Learn more: MCP Integration Guide
Usage
Diagnose Your Environment
env-doctor check
Example output:
🩺 ENV-DOCTOR DIAGNOSIS
============================================================
🖥️ Environment: Native Linux
🎮 GPU Driver
✅ NVIDIA Driver: 535.146.02
└─ Max CUDA: 12.2
🔧 CUDA Toolkit
✅ System CUDA: 12.1.1
📦 Python Libraries
✅ torch 2.1.0+cu121
✅ All checks passed!
On new-generation GPUs (e.g. RTX 5070 / Blackwell), env-doctor catches architecture mismatches and distinguishes between two failure modes:
Hard failure — torch.cuda.is_available() returns False:
🎯 COMPUTE CAPABILITY CHECK
GPU: NVIDIA GeForce RTX 5070 (Compute 12.0, Blackwell, sm_120)

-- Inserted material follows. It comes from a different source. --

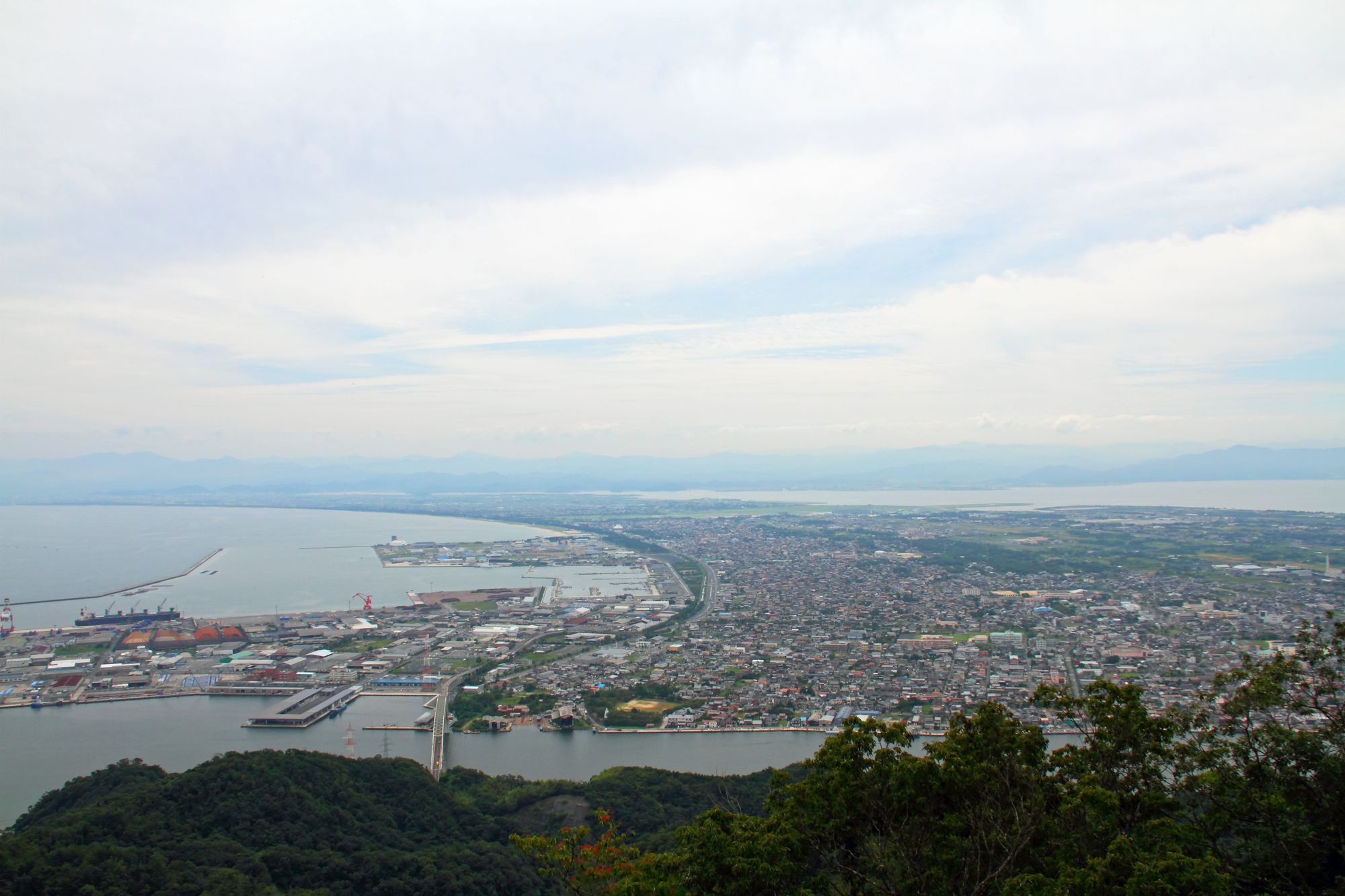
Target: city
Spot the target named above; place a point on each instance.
(763, 620)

PyTorch compiled for: sm_50, sm_60, sm_70, sm_80, sm_90, compute_90
❌ ARCHITECTURE MISMATCH: Your GPU needs sm_120 but PyTorch 2.5.1 doesn't include it.

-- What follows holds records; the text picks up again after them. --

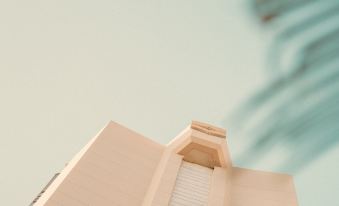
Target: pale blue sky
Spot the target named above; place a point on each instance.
(68, 67)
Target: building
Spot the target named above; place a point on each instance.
(123, 168)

This is likely why torch.cuda.is_available() returns False even though
your driver and CUDA toolkit are working correctly.
FIX: Install PyTorch nightly with sm_120 support:
pip install --pre torch torchvision torchaudio --index-url https://download.pytorch.org/whl/nightly/cu126
Soft failure — torch.cuda.is_available() returns True via NVIDIA's PTX JIT, but complex ops may silently degrade:
🎯 COMPUTE CAPABILITY CHECK
GPU: NVIDIA GeForce RTX 5070 (Compute 12.0, Blackwell, sm_120)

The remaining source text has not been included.